Marco Cangiano, New York City Jazz Record
After dedicating her first album to her heroes, baritone saxophonist/ bass clarinetist/ flutist Adison Evans turns to her inner self for inspiration. The result is far more cohesive in style and mood. Whether due to the Tuscan countryside where Adison now lives or increased confidence, Meridian reveals a more intimate yet assertive aspect of Evans’ music. A preference for a more lyrical approach pushes Evans along pensive melodies reflective of her new environment. Her group is very congenial and delivers a convincing performance, vigorous but full of subtleties. Of note is tenor/alto saxophonist Troy Roberts’ empathy with Evans and pianist Silvano Monasterios’ taste for selecting the right notes – quality over quantity.
The album opens with a contemplative saxophone/ piano duo, leading to the brief, almost anthemic theme of the title tracks. “Owl People”, co-written by Evans and Roberts, is more rhythmic, yet maintaining an introspective mood. Evans’ baritone solo sets the pace, followed by Roberts and trumpeter Mat Jodrell picking up Evans’ lead, bassist Joseph Lepore and drummer Roberto Giaquinto providing supple complement. “Prelude/ The Plunge” builds on and furthers the pastoral aura, rapidly shifting into a bouncing theme. Henry Mancini’s “Two for the Road” adds a more traditional ballad atmosphere, saxophones weaving above the thin layer provided by the rhythm section.

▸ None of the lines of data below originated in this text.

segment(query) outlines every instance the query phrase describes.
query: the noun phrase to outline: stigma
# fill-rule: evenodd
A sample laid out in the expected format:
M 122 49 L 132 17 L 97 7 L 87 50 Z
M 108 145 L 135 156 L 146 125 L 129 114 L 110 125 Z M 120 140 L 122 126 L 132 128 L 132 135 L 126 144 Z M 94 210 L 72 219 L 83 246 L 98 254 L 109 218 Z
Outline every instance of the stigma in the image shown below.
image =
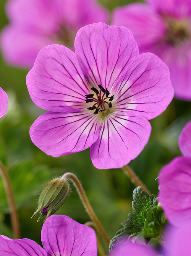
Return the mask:
M 92 102 L 92 105 L 91 107 L 87 108 L 89 110 L 94 110 L 94 114 L 96 115 L 99 112 L 103 112 L 105 110 L 105 107 L 108 105 L 109 108 L 112 107 L 112 103 L 111 101 L 113 99 L 114 95 L 109 96 L 110 92 L 107 89 L 105 89 L 101 85 L 98 84 L 99 91 L 92 86 L 91 88 L 95 93 L 87 94 L 85 95 L 86 99 L 85 101 L 86 103 Z M 95 95 L 96 94 L 96 95 Z

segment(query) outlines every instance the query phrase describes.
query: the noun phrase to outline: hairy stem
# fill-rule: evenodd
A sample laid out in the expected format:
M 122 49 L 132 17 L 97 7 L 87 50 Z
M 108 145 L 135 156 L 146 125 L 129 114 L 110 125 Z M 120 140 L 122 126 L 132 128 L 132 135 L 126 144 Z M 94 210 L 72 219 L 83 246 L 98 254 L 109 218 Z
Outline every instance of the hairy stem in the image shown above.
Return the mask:
M 85 191 L 78 178 L 75 175 L 71 172 L 66 173 L 62 176 L 62 178 L 66 180 L 70 180 L 72 182 L 76 189 L 86 211 L 92 220 L 96 225 L 99 233 L 104 238 L 107 245 L 108 246 L 110 241 L 110 239 L 94 212 L 87 199 Z
M 123 169 L 125 174 L 129 177 L 131 182 L 136 187 L 140 186 L 143 190 L 146 192 L 149 195 L 151 195 L 151 193 L 149 190 L 128 165 L 125 165 Z
M 10 206 L 11 220 L 13 233 L 13 239 L 19 239 L 20 238 L 20 229 L 13 195 L 7 172 L 1 162 L 0 162 L 0 172 Z
M 84 223 L 84 225 L 93 228 L 96 232 L 97 237 L 97 250 L 99 253 L 98 254 L 100 256 L 106 256 L 104 250 L 101 243 L 99 234 L 97 232 L 97 229 L 94 222 L 92 222 L 92 221 L 87 221 L 87 222 L 86 222 L 86 223 Z

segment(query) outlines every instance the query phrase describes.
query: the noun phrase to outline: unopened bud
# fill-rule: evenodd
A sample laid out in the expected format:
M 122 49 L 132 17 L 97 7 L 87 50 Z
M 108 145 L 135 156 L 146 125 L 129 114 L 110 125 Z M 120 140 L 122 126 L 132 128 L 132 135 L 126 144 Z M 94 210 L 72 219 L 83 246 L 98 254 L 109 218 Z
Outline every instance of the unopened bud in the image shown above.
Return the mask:
M 66 180 L 58 178 L 49 181 L 42 190 L 39 199 L 38 209 L 33 218 L 39 213 L 40 216 L 37 222 L 44 220 L 55 213 L 67 201 L 70 195 L 70 188 Z

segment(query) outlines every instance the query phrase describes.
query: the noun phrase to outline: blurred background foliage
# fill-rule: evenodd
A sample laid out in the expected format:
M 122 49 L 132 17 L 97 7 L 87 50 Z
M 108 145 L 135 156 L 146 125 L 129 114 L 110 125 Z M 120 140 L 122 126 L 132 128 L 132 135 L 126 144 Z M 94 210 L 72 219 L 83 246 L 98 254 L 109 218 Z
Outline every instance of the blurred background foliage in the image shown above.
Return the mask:
M 110 11 L 130 2 L 127 0 L 100 0 Z M 131 1 L 132 2 L 132 1 Z M 140 1 L 139 1 L 140 2 Z M 0 28 L 8 23 L 4 12 L 5 0 L 0 2 Z M 13 42 L 14 43 L 14 42 Z M 89 150 L 57 158 L 47 155 L 37 148 L 29 136 L 30 127 L 44 111 L 33 103 L 26 85 L 28 70 L 13 67 L 1 57 L 1 87 L 8 97 L 8 109 L 0 120 L 0 160 L 8 173 L 18 212 L 21 236 L 40 244 L 42 222 L 31 216 L 36 208 L 38 195 L 46 182 L 66 172 L 81 181 L 95 212 L 110 238 L 122 227 L 120 223 L 131 211 L 134 188 L 121 169 L 95 168 Z M 149 142 L 129 166 L 152 193 L 157 195 L 156 178 L 161 168 L 181 155 L 178 145 L 180 131 L 191 119 L 190 102 L 173 99 L 160 116 L 151 121 Z M 57 212 L 79 222 L 89 220 L 75 189 Z M 0 233 L 11 238 L 10 210 L 0 180 Z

“Komorebi” is the most original piece, unfolding within a bossa nova flavor on the notion of a wave of “sunlight filtering through leaves of trees”, as Evans herself describes it in the notes. “The Parking Song”, another Evans-Roberts collaboration, comes across as a parentheses with its upbeat, mid ’60s blues feeling introduced and closed by parking voices and noises. “Monkey Mind” brings a funky beat after a beautiful a cappella intro by Evans and bouncy piano solo. “Cote d’Azur” returns to the lyrical mood, with thoughtful solos by Jodrell and Evans. Jimmy Heath’s “Serpent’s Tooth” concludes this most pleasant album on a high note, pointing to Evans’ clear potential.